Caylin Moore, "Collateral Decision-Making: The Case of Pretrial Detention and The Criminal Courts "

Monday October 27th, 2025 at 2:00 pm - 3:30 pm
Blumer Room - 402 Social Sciences Building and via zoom

Abstract:

While research shows that penal state interventions facilitate a wide range of detrimental consequences, theoretical accounts rarely specify the role of micro-level agency. To address this gap, I advance the concept of Collateral Decision-Making: the process by which individuals, embedded in a criminal-legal institution, make decisions that carry adverse consequences in another institutional domain. To mitigate negative experiences generated by a criminal-legal institution, individuals reframe how they navigate another institution. To illustrate this process, this article analyzes in-depth interviews with 65 pretrial detainees simultaneously embedded in two distinct state institutions— jails and criminal courts.

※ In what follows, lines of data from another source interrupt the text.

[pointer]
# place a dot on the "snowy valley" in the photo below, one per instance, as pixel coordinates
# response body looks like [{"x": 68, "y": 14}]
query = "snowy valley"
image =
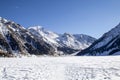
[{"x": 60, "y": 68}]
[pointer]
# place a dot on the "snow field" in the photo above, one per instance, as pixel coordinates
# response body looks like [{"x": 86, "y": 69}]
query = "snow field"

The findings expose why and how the disadvantage of pretrial detention recalibrates decision-making and translates into unfavorable outcomes, as detainees adopt plea agreements to escape violence, the misery of court holding tanks, poor jail conditions, and caretaker obligation frustration—even while maintaining innocence. Notably, the analysis also reveals that detainees sometimes forgo the benefit of legal counsel, offering a compelling account of how this decision appears reasonable within the structural constraints of jail detention, yet ultimately reproduces institutional disadvantage. The findings illustrate the propensity of the penal state to shape individual behavior across institutions and underscore the salience of multiple institutional embeddedness for understanding social disparities.